It is an old adage of leadership contests that ‘If you shoot for the King, you’d better not miss’ – but no one expected the starting gun to be fired at Charles III. At the exact time on Wednesday when the monarch was reading the King’s Speech to parliament, allies of Wes Streeting, the Health Secretary, put a bomb under proceedings by making it clear that he is set to challenge Keir Starmer this week. ‘Yes, it’s inevitable,’ one says.
The timing horrified MPs even on Streeting’s wing of the party.

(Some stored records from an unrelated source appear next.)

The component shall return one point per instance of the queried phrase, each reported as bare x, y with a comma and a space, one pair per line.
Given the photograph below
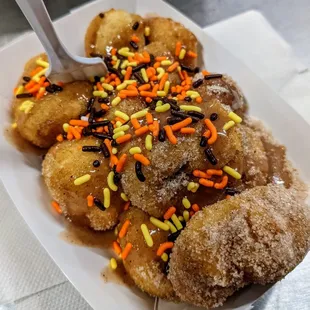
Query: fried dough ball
167, 175
225, 90
168, 32
113, 29
44, 121
64, 163
256, 237
142, 264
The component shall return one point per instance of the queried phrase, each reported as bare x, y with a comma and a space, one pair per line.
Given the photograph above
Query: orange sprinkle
142, 159
198, 99
135, 39
181, 124
56, 206
90, 200
35, 71
122, 233
205, 72
127, 204
77, 122
222, 184
141, 131
156, 128
213, 130
192, 54
178, 47
144, 87
126, 251
215, 172
116, 247
169, 213
163, 81
104, 107
149, 118
60, 138
135, 123
156, 65
121, 163
201, 174
187, 130
147, 94
172, 138
128, 73
123, 139
163, 247
160, 58
206, 183
195, 207
173, 67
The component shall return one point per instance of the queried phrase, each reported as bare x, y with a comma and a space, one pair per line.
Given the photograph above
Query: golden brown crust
65, 162
256, 237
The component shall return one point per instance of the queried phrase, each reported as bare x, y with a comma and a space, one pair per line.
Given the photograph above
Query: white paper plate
22, 177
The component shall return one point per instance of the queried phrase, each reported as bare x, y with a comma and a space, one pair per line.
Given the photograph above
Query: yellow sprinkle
118, 124
190, 108
42, 63
116, 101
100, 93
139, 114
20, 90
146, 234
165, 257
81, 180
124, 197
163, 108
26, 106
148, 142
118, 134
166, 62
106, 197
65, 127
135, 150
121, 86
161, 225
186, 203
228, 125
236, 118
124, 64
160, 72
176, 222
110, 180
144, 75
171, 226
107, 86
186, 215
122, 115
36, 77
167, 87
232, 172
121, 128
132, 64
161, 93
182, 53
113, 263
147, 31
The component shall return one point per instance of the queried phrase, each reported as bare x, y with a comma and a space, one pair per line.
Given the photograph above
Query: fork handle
40, 21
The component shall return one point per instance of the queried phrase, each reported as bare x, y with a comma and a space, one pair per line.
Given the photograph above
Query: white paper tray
22, 177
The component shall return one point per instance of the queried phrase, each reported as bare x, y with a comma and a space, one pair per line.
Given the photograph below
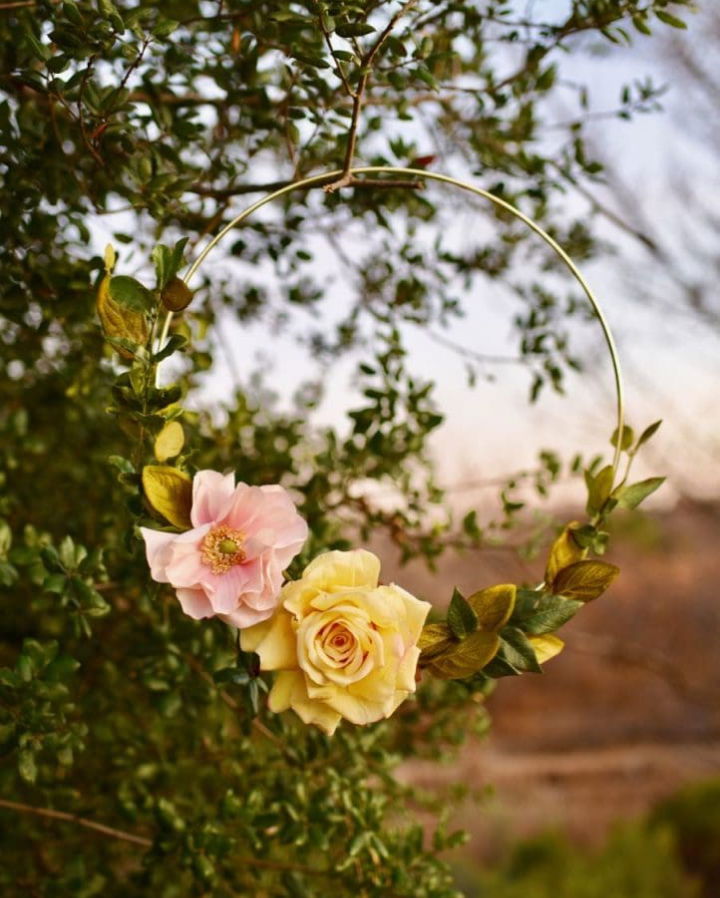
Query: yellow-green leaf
169, 493
434, 639
169, 442
109, 258
465, 658
563, 552
176, 295
585, 580
119, 322
493, 606
546, 647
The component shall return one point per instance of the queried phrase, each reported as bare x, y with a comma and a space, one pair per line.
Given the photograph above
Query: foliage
134, 743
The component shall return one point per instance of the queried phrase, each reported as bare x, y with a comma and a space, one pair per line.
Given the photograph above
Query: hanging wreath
341, 643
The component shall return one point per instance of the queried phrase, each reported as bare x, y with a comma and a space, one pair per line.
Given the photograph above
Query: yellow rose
343, 646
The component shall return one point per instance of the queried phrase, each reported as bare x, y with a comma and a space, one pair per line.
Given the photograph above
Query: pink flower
231, 562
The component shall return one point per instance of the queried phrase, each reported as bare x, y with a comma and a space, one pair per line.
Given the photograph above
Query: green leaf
599, 488
466, 657
169, 493
564, 551
518, 650
632, 495
628, 438
493, 605
26, 765
670, 19
649, 432
461, 618
434, 640
585, 580
130, 294
547, 614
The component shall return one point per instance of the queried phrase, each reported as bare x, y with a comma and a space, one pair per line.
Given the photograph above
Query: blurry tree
136, 757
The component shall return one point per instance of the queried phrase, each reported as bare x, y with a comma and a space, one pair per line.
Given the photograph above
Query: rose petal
194, 603
213, 493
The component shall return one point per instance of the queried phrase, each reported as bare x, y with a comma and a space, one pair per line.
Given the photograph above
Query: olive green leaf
493, 606
176, 295
599, 487
461, 618
632, 495
546, 647
541, 613
434, 640
626, 440
563, 552
169, 442
169, 493
648, 433
585, 580
118, 323
130, 293
466, 657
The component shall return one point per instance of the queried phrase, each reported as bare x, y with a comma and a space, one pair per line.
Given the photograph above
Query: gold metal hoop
329, 177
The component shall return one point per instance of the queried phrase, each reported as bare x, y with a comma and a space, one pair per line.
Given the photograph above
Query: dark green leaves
461, 618
131, 294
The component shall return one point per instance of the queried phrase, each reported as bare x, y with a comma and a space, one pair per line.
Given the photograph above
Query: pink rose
231, 562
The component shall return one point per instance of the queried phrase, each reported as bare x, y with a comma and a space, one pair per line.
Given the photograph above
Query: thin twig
113, 833
346, 179
80, 821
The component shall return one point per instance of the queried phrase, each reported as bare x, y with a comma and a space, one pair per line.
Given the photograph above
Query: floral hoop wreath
341, 644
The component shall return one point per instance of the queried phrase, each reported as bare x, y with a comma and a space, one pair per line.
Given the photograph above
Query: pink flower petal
195, 603
158, 550
245, 617
212, 495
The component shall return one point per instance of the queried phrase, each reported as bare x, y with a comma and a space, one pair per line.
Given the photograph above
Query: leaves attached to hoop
169, 493
467, 657
564, 552
124, 328
170, 441
585, 580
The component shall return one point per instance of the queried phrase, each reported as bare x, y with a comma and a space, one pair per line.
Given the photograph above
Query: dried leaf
546, 647
564, 552
585, 580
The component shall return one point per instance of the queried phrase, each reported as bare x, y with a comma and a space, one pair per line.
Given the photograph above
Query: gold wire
329, 177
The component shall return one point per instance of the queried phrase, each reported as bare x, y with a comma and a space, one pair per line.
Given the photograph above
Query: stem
113, 833
81, 821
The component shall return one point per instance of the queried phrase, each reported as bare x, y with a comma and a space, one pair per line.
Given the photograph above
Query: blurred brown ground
629, 711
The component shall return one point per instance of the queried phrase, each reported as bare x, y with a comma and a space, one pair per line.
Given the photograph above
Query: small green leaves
599, 488
469, 640
493, 605
125, 329
627, 439
461, 618
585, 580
169, 442
130, 294
632, 495
176, 295
168, 262
564, 551
467, 657
169, 493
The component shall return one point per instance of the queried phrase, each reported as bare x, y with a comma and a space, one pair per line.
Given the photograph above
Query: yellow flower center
222, 548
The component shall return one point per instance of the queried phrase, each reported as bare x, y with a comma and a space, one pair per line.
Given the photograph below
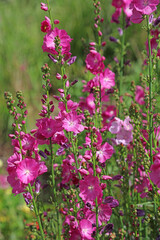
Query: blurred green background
21, 58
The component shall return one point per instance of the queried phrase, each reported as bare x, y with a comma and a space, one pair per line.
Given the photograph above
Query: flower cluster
92, 152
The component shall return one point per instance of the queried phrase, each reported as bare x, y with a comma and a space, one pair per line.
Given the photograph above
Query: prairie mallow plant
97, 160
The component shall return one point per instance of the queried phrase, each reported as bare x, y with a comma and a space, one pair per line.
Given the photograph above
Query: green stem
36, 212
150, 94
50, 15
122, 60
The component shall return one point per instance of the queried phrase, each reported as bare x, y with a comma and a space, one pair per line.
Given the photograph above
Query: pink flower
28, 142
142, 7
116, 125
72, 123
94, 62
89, 188
136, 17
16, 184
139, 95
86, 229
124, 137
47, 127
104, 214
27, 170
145, 6
46, 25
155, 172
54, 39
116, 15
44, 7
107, 79
118, 3
105, 152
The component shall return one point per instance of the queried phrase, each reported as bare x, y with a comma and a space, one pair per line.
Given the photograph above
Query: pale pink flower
116, 125
124, 137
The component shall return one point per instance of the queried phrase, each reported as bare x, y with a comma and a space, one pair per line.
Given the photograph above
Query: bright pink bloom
89, 188
105, 152
107, 79
145, 6
44, 7
28, 142
104, 214
57, 38
118, 3
127, 125
155, 172
27, 170
116, 125
86, 229
116, 15
46, 25
3, 181
16, 184
139, 95
72, 123
124, 137
94, 62
136, 17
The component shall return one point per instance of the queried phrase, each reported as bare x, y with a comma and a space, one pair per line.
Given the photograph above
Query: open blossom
44, 7
56, 38
123, 131
27, 170
155, 172
46, 25
107, 79
72, 123
105, 152
104, 214
142, 7
94, 62
86, 229
89, 188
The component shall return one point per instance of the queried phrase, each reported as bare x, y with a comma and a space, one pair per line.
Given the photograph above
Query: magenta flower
139, 95
94, 62
89, 188
56, 38
116, 125
27, 170
44, 7
145, 6
107, 79
142, 7
72, 123
155, 172
86, 229
104, 214
105, 152
46, 25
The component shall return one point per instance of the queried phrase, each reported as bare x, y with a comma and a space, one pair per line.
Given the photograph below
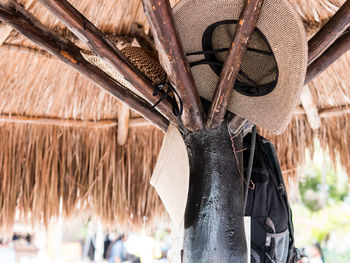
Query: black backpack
272, 232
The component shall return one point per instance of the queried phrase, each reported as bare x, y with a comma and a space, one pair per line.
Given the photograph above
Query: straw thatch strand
70, 54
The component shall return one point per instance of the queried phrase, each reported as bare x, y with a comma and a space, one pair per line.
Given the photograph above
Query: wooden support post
105, 49
310, 108
67, 52
227, 79
214, 228
174, 61
335, 51
123, 123
329, 32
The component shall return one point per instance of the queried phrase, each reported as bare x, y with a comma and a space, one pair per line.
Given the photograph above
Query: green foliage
322, 186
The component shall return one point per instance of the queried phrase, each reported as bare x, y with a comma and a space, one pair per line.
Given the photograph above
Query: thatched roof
58, 130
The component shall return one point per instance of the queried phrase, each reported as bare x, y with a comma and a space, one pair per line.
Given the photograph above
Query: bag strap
277, 169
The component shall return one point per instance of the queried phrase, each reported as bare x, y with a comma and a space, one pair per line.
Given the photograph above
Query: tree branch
105, 49
67, 52
335, 51
227, 79
329, 32
174, 60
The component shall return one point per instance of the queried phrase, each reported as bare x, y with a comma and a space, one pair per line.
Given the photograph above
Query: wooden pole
174, 61
227, 79
101, 46
5, 31
335, 51
123, 123
329, 32
67, 52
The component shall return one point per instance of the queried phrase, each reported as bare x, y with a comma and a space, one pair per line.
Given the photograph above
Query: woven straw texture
144, 60
285, 33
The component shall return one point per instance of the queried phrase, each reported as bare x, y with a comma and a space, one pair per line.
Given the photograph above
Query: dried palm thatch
82, 167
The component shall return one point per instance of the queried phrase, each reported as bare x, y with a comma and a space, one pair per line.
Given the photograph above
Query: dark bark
233, 61
214, 228
174, 61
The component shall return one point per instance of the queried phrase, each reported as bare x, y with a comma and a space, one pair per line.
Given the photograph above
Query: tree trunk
214, 227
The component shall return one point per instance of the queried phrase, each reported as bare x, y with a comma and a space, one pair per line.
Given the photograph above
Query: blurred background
321, 213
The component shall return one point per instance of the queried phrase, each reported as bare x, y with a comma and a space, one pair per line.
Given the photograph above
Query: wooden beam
227, 79
123, 123
101, 124
310, 108
174, 61
335, 51
5, 31
101, 46
67, 52
329, 32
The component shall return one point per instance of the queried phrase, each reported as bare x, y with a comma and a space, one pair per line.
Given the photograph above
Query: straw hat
273, 70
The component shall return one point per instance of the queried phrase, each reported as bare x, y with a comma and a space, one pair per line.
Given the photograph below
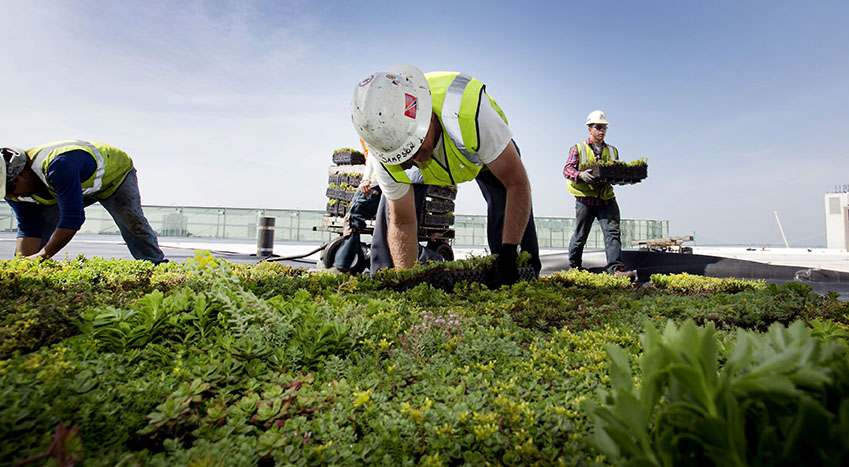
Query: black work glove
505, 271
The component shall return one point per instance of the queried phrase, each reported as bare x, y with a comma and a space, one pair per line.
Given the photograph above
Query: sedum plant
779, 399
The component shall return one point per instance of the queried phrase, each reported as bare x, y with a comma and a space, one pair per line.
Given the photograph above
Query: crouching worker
441, 129
49, 186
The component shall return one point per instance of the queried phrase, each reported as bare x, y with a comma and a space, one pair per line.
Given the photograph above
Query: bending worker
592, 200
48, 187
441, 129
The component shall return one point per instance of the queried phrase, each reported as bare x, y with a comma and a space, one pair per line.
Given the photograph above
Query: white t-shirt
494, 137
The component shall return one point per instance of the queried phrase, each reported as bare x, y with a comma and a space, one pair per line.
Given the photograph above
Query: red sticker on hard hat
411, 106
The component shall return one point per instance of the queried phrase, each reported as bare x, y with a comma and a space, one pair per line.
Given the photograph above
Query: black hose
289, 258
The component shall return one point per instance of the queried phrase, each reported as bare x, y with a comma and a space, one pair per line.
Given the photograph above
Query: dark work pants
496, 200
125, 208
608, 220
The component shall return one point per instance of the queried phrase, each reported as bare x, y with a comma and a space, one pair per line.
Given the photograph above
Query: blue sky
741, 108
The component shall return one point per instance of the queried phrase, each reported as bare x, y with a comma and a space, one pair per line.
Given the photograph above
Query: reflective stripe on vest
586, 155
451, 117
41, 160
456, 100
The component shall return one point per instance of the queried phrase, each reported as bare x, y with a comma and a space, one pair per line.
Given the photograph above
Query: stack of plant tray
617, 173
343, 179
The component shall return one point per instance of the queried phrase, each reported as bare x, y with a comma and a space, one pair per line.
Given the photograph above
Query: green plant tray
348, 158
438, 206
341, 179
437, 220
343, 195
448, 192
618, 174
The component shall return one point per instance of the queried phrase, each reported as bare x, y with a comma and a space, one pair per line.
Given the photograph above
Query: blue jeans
608, 220
125, 208
363, 208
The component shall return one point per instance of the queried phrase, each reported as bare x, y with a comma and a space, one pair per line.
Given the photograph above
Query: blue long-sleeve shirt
65, 173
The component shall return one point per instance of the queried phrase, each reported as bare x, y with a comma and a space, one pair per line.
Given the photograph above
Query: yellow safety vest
456, 98
586, 155
111, 167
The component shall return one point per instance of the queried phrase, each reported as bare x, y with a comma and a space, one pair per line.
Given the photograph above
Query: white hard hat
14, 161
391, 112
597, 116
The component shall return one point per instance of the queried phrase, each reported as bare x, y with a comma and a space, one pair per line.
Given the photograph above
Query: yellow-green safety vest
586, 155
111, 167
456, 98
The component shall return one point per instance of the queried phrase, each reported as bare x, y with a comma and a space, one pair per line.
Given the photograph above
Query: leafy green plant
776, 396
688, 283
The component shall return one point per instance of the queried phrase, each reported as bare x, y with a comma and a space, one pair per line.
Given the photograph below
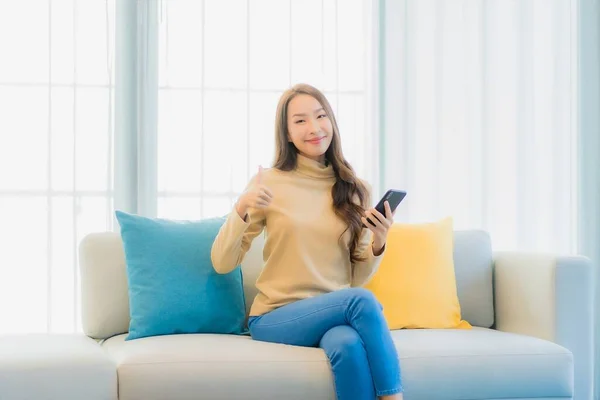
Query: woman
317, 253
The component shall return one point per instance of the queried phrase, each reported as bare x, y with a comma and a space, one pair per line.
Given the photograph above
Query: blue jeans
349, 325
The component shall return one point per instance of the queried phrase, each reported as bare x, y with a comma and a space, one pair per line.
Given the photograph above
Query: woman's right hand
257, 195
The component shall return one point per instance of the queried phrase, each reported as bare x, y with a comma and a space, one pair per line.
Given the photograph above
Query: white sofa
532, 339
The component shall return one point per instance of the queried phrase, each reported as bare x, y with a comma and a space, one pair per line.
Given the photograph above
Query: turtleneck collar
309, 167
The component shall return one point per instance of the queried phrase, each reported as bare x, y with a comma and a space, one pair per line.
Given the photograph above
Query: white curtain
56, 141
223, 66
479, 110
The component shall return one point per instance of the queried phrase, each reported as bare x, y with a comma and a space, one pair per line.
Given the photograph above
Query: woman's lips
316, 141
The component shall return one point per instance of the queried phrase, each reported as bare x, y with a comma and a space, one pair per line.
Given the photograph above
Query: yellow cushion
415, 282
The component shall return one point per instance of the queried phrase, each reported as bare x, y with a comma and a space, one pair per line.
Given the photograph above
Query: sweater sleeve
362, 271
234, 239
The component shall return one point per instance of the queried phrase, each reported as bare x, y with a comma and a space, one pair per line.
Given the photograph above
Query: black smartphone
392, 196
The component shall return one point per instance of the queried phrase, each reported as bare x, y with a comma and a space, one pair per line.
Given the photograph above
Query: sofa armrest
552, 298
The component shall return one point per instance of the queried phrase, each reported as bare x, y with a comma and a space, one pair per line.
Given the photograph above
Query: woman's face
309, 127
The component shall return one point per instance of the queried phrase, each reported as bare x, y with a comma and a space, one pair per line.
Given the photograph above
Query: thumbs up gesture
257, 195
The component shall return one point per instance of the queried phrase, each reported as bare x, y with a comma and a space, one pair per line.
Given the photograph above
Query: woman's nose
314, 125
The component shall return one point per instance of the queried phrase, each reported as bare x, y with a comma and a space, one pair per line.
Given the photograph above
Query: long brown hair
347, 188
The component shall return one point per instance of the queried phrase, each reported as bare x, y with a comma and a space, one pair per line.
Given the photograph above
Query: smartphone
392, 196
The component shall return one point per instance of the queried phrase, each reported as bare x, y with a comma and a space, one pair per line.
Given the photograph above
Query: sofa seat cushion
55, 367
436, 364
213, 366
482, 364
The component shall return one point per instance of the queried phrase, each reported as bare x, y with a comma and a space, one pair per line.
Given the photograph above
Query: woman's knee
342, 342
365, 298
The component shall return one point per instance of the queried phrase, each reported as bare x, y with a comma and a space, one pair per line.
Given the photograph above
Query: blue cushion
173, 287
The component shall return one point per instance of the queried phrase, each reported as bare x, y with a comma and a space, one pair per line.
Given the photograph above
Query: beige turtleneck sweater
302, 254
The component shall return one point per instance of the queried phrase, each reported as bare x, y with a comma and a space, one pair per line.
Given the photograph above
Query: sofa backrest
105, 299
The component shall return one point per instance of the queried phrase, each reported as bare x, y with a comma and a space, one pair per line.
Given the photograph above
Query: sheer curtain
56, 141
222, 66
480, 117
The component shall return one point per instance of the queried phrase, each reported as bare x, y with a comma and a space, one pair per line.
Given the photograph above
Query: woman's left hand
380, 226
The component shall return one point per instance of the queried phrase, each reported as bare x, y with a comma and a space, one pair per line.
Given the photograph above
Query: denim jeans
349, 325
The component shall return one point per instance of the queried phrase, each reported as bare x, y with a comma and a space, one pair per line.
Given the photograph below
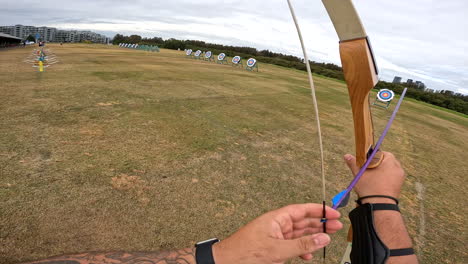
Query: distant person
294, 231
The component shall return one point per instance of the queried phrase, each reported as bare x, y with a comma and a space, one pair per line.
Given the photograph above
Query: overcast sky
418, 39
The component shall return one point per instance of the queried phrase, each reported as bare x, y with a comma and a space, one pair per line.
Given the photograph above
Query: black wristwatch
204, 252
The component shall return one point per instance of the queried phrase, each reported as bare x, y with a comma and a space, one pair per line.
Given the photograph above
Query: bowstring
314, 98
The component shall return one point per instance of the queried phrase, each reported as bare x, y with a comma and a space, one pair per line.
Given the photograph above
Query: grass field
117, 149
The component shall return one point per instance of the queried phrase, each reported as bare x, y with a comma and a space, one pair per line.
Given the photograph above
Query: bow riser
361, 76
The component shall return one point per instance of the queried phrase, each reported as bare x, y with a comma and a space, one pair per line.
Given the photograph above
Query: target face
221, 56
236, 60
385, 95
251, 62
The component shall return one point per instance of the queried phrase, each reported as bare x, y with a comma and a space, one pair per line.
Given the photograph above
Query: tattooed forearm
182, 256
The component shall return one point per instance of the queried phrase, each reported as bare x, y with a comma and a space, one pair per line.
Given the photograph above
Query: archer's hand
386, 179
275, 237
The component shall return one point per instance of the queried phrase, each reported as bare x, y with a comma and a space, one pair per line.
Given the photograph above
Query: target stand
209, 56
384, 98
188, 53
237, 61
197, 55
222, 59
252, 65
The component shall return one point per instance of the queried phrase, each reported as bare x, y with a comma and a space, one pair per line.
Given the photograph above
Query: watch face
209, 241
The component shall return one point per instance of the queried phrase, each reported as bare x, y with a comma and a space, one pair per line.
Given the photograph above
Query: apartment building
50, 34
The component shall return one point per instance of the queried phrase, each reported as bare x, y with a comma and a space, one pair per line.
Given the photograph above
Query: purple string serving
374, 152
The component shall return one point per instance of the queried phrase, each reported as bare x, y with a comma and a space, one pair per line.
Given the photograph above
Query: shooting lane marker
384, 98
237, 61
251, 64
197, 54
222, 59
209, 56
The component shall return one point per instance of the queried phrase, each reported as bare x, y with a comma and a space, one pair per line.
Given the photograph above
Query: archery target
236, 60
385, 95
251, 62
221, 56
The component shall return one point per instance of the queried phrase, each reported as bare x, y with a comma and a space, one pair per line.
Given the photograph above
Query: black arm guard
367, 246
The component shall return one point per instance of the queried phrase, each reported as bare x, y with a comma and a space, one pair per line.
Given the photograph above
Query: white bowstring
314, 99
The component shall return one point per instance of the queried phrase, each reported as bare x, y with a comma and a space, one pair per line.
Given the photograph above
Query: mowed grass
117, 149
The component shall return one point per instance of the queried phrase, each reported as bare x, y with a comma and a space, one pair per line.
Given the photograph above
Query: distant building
420, 84
397, 80
49, 34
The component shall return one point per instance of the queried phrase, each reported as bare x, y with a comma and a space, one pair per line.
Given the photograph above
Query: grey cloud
427, 38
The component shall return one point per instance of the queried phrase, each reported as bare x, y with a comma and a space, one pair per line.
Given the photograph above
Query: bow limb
360, 72
361, 75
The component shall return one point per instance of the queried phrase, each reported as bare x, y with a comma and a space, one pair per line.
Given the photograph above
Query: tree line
445, 99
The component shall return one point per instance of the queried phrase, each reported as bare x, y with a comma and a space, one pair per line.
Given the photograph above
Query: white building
49, 34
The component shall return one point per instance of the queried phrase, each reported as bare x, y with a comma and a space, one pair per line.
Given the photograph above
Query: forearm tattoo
182, 256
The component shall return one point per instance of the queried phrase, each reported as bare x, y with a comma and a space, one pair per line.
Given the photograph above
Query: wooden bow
361, 75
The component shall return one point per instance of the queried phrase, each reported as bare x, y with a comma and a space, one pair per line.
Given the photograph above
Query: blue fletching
338, 197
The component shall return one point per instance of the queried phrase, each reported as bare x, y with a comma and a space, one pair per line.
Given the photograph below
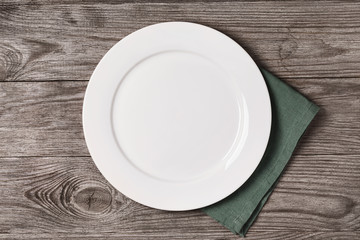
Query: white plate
176, 116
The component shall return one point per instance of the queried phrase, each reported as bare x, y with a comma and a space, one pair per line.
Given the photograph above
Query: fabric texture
291, 115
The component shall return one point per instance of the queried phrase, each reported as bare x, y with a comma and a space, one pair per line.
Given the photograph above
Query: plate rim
108, 171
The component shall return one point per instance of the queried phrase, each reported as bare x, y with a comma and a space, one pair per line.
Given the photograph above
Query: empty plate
176, 116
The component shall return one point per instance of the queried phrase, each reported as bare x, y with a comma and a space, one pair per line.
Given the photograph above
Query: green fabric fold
291, 115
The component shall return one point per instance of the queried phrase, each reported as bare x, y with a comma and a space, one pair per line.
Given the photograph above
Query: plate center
176, 116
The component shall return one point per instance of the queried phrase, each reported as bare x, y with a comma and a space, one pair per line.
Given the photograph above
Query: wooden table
49, 186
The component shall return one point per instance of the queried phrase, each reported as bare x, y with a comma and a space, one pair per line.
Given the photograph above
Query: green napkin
291, 114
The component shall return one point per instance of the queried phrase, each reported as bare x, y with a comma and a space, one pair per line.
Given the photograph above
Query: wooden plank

A cabinet minister declared: ‘Having failed with his kamikaze coup, Wes has now undermined every single one of his colleagues and disrespected the King.’ Tom Baldwin, Starmer’s biographer, accused Streeting of ‘overshadowing’ the government’s policy platform and ‘playing Westminster games’.
The day before, MPs and ministers supporting the Health Secretary had broken cover to call for Starmer to stand down, but the man himself seemed uncertain whether to take the plunge. Insiders say Streeting’s allies were divided for much of Tuesday. One characterised the division as ‘old Wes people’ who questioned whether he actually had a plan to win the contest, while ‘the factional headbangers’ from the ultra-Blairite thinktank Progress urged him to ‘seize the moment’.